Subversion mtimes

Subversion has some very useful and interesting features for a source control system. One shortcoming it shares with a number of other similar cvs-like systems is that it doesn't version files' modification time. This has been the subject of many discussions on the web over the last 3 years or more, though surprisingly little seems to have come of them.

I've tried a few workarounds to this problem, but haven't yet come up with one that I find fully satisfactory. There are version control systems around, like Perforce, that do version file mtimes; I may end up switching to one of those systems.

By default, when retrieving a file from the repository, svn sets its mtime to the current time. svn can be configured, however, to use the file's commit time instead. If files are committed shortly after modification, then this is a good approximation. The problem arises when importing old files.

Oliver Betz came up with a useful perl script which commits new files to a repository one-at-a-time in chronological order, using subversion's setprop to set the commit time for each file. This is a pretty elegant solution for a single, one-time import to a new repository, and I have a slightly modified version which seeks to minimize the number of commits necessary, by committing files with the same mtime all together. The problem with this whole approach, however, is that it causes problems when you want to add old files at a later point. Subversion permits out-of-order commit dates, but that breaks some functionality and makes it hard to find things.

I had two ideas for handling the latter situation.
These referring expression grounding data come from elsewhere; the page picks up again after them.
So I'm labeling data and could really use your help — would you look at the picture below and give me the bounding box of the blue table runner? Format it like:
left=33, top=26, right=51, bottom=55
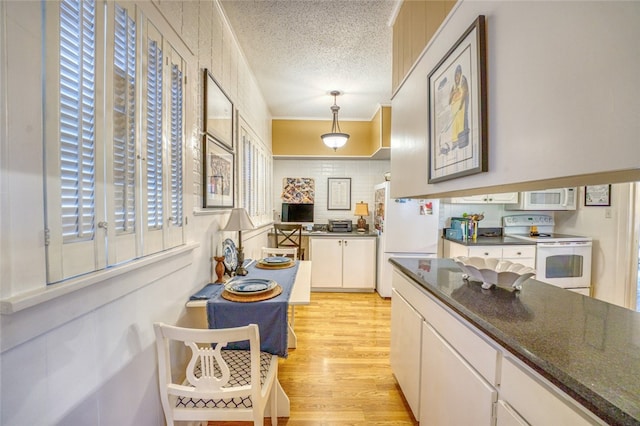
left=191, top=260, right=299, bottom=357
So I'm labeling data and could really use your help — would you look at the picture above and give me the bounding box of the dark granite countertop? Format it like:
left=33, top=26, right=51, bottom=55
left=390, top=257, right=640, bottom=426
left=444, top=235, right=535, bottom=246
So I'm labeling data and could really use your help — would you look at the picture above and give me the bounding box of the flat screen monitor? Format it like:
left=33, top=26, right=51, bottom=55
left=282, top=203, right=314, bottom=223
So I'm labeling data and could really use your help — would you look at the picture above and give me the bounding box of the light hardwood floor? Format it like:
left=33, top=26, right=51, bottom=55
left=211, top=292, right=418, bottom=425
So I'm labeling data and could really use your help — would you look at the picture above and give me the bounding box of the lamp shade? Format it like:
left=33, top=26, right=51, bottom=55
left=354, top=202, right=369, bottom=216
left=321, top=133, right=349, bottom=150
left=223, top=208, right=255, bottom=231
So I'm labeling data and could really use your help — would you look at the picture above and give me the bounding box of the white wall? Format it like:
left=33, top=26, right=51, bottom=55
left=273, top=158, right=390, bottom=226
left=554, top=183, right=636, bottom=306
left=0, top=1, right=271, bottom=424
left=391, top=1, right=640, bottom=200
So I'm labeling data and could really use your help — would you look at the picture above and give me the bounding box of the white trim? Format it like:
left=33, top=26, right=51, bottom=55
left=0, top=242, right=198, bottom=315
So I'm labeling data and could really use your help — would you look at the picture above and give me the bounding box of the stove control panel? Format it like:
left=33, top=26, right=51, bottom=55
left=503, top=215, right=554, bottom=227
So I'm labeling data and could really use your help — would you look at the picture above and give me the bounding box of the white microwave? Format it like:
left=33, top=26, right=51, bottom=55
left=506, top=188, right=577, bottom=211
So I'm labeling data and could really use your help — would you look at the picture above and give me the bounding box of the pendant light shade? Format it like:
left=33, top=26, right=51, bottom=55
left=321, top=90, right=350, bottom=151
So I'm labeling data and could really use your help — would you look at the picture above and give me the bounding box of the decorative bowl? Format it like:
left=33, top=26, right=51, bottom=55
left=453, top=256, right=536, bottom=291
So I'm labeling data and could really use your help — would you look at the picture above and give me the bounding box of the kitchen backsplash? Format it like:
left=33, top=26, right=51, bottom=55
left=273, top=158, right=390, bottom=224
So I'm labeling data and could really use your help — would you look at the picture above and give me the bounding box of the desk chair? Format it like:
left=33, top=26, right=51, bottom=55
left=261, top=247, right=298, bottom=260
left=154, top=323, right=278, bottom=426
left=274, top=224, right=304, bottom=260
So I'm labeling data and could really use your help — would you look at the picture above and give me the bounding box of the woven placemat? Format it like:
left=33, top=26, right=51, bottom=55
left=221, top=284, right=282, bottom=302
left=255, top=261, right=295, bottom=270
One possibility is to use Betz' script to import into a new repository, then dump it using svnadmin and merge it into the existing svn repository. Of course svnadmin's load command produces the same out-of-order commits problem. So I wrote my own script which merges multiple svn dump files. Assuming the initial files are in correct chronological order, the output will also be in chronological order. The script also does some other things with svn dumps which fill in missing functionality. I also wrote a primitive shell script which uses grep, awk, sort, and dd to put the revisions in an svn dump file back in chronological order. I tested this briefly under cygwin; it has some known holes and isn't really sufficient to do anything real.
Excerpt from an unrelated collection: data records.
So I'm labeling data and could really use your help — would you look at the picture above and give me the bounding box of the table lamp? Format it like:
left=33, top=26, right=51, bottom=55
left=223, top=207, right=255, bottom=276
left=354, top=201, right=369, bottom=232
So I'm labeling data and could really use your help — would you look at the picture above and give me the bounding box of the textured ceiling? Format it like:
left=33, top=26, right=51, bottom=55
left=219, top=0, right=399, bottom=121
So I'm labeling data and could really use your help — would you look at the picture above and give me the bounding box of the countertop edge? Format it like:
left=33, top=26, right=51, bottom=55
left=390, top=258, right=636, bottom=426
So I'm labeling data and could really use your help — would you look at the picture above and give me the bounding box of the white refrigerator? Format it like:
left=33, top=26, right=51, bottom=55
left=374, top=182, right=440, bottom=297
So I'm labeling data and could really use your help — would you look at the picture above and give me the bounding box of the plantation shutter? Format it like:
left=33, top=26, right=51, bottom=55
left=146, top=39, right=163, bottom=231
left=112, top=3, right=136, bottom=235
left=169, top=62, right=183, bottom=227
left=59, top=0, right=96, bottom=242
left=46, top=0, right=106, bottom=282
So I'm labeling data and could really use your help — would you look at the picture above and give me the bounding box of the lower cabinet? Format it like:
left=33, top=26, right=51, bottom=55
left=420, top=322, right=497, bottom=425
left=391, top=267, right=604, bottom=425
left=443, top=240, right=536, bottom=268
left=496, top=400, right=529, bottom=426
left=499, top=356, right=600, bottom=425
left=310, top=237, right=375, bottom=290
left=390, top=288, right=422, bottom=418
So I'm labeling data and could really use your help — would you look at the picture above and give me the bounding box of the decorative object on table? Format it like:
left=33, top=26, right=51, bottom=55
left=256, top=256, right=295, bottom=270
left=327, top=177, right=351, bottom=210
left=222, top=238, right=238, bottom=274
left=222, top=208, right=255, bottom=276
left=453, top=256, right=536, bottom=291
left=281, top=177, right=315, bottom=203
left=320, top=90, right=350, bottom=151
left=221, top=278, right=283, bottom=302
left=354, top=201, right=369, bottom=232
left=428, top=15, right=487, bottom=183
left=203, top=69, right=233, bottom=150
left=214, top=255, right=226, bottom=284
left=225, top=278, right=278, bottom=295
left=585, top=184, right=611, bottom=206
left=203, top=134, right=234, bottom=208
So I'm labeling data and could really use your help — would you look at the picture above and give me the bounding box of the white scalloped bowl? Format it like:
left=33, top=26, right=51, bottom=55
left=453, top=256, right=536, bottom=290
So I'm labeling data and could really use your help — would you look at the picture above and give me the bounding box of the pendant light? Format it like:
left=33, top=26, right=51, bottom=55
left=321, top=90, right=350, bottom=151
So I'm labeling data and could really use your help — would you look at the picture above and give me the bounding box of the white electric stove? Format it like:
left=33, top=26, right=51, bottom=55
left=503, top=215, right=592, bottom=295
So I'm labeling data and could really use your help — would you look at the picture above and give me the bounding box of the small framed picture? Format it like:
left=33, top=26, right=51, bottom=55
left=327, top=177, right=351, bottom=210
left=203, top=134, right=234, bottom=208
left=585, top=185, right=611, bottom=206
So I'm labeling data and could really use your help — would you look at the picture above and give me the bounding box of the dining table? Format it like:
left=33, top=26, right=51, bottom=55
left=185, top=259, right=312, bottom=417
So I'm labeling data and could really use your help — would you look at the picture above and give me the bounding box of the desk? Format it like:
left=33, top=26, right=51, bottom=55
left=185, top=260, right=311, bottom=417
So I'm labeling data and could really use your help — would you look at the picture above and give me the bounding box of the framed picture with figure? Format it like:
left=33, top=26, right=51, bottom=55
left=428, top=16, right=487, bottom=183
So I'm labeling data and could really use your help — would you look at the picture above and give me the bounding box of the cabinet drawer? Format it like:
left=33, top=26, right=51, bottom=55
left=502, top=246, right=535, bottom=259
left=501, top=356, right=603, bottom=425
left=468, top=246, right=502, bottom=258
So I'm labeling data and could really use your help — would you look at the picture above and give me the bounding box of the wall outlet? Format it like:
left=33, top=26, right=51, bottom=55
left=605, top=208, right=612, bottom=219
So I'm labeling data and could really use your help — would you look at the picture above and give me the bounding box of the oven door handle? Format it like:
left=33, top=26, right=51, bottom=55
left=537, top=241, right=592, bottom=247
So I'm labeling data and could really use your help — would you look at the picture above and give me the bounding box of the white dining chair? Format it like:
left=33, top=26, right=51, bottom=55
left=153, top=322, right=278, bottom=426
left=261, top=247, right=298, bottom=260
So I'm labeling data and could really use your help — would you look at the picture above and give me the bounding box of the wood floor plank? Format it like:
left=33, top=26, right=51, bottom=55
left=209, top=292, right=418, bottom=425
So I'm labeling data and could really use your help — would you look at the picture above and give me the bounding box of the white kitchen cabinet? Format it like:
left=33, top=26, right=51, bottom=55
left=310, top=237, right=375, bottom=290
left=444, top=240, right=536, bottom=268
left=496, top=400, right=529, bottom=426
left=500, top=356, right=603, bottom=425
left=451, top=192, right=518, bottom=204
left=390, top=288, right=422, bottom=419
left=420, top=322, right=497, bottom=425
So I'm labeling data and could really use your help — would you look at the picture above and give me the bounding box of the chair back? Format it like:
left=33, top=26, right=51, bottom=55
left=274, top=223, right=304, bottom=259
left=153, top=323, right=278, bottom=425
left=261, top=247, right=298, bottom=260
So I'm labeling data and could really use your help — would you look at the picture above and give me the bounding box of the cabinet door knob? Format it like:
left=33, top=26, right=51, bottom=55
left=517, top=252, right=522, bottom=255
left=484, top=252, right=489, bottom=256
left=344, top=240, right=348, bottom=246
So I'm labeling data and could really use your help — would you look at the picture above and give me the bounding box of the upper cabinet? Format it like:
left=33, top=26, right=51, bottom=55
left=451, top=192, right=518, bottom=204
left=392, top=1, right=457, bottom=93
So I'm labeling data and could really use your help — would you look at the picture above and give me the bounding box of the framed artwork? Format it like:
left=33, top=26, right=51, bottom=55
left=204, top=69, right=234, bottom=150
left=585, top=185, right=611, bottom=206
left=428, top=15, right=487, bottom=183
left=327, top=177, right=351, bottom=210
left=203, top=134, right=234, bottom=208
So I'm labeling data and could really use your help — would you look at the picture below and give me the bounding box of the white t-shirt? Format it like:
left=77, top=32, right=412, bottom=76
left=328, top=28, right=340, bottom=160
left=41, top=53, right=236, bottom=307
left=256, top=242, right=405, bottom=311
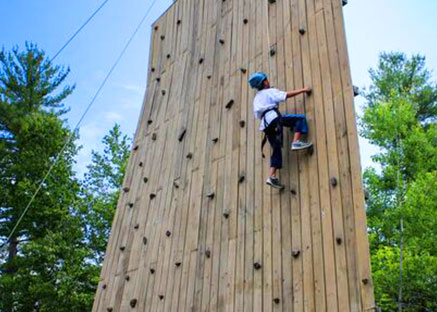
left=253, top=88, right=287, bottom=131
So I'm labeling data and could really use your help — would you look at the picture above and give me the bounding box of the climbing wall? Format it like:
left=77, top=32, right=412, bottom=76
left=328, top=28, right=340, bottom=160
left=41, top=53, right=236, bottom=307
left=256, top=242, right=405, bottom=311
left=92, top=0, right=375, bottom=311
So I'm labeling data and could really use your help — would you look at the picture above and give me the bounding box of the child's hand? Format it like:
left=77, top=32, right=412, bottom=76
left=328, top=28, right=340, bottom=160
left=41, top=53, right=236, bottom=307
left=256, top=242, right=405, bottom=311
left=304, top=86, right=312, bottom=95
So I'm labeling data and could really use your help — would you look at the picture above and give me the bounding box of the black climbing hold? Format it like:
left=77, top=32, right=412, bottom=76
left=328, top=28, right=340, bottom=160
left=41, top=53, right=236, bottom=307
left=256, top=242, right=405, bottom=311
left=292, top=250, right=300, bottom=258
left=353, top=85, right=360, bottom=97
left=148, top=119, right=153, bottom=125
left=239, top=174, right=245, bottom=183
left=125, top=275, right=130, bottom=281
left=139, top=161, right=143, bottom=167
left=186, top=153, right=193, bottom=159
left=273, top=298, right=280, bottom=304
left=133, top=145, right=139, bottom=151
left=223, top=212, right=230, bottom=219
left=154, top=25, right=159, bottom=31
left=144, top=177, right=148, bottom=183
left=151, top=67, right=155, bottom=72
left=199, top=58, right=204, bottom=64
left=290, top=189, right=297, bottom=195
left=173, top=181, right=179, bottom=189
left=166, top=231, right=171, bottom=237
left=167, top=54, right=171, bottom=59
left=207, top=191, right=215, bottom=199
left=159, top=295, right=164, bottom=300
left=143, top=237, right=148, bottom=245
left=150, top=193, right=156, bottom=200
left=150, top=268, right=155, bottom=274
left=342, top=0, right=348, bottom=6
left=254, top=262, right=262, bottom=270
left=152, top=133, right=157, bottom=141
left=239, top=67, right=247, bottom=74
left=219, top=39, right=225, bottom=45
left=336, top=237, right=342, bottom=245
left=225, top=99, right=234, bottom=109
left=128, top=202, right=134, bottom=208
left=268, top=0, right=276, bottom=3
left=120, top=246, right=125, bottom=251
left=102, top=284, right=107, bottom=289
left=123, top=187, right=130, bottom=193
left=175, top=262, right=181, bottom=267
left=330, top=177, right=338, bottom=187
left=362, top=278, right=369, bottom=285
left=107, top=308, right=113, bottom=312
left=162, top=90, right=166, bottom=96
left=156, top=77, right=161, bottom=82
left=130, top=299, right=137, bottom=308
left=299, top=28, right=306, bottom=35
left=177, top=19, right=182, bottom=25
left=207, top=75, right=212, bottom=79
left=243, top=18, right=248, bottom=24
left=212, top=138, right=219, bottom=143
left=205, top=250, right=211, bottom=258
left=160, top=35, right=165, bottom=40
left=239, top=120, right=245, bottom=128
left=134, top=224, right=139, bottom=230
left=270, top=48, right=276, bottom=57
left=178, top=128, right=187, bottom=142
The problem with all of this is that importing files would require dumping svn repositories, merging the dump files, and reloading it all into a new repository. This could become a big pain quickly. It also artificially inflates the number of revisions, which in turn slows things down a bit. Another problem is that by generating revisions in the files' chronological order, one loses the chronology of the development, which is at least as important.

What Ryan Schmidt suggested on the svn users' mailing list was to write a wrapper for svn to save each file's mtime in a versioned property at commit time and to use that property to restore the mtime when retrieving the files. At first, I thought this would be more difficult than the first method, but I threw together something functional and relatively simple, though with some obvious holes. Instead of calling svn directly, I invoke this perl script, which I named svm. I also wrote a script for adding versioned mtime properties to nodes of a particular revision in a dumpfile, and another one for setting mtime property of files in a working copy (i.e. after an initial import).

The problem with this approach is that it is very, very slow. Storage and retrieval of each file's mtime requires a separate call to svn propget or propset. On my run-of-the-mill 3GHz P4, this goes at a rate of only 4 or 5 files per second. Additionally, I had to call svn stat first, in order to get a list of which files were modified. With about 2300 nodes in the trunk, this takes much longer than svn commit. (Anyone know why?)

Perhaps it would be better to maintain all the file dates in a separate file, or even an unversioned revision property. This would improve the performance of my wrapper many fold, but would have to be thought out a bit.

It seems to me that the only truly viable solution aside from using some other system would be to change svn itself to maintain the file mtime as an additional file property and to restore it where appropriate.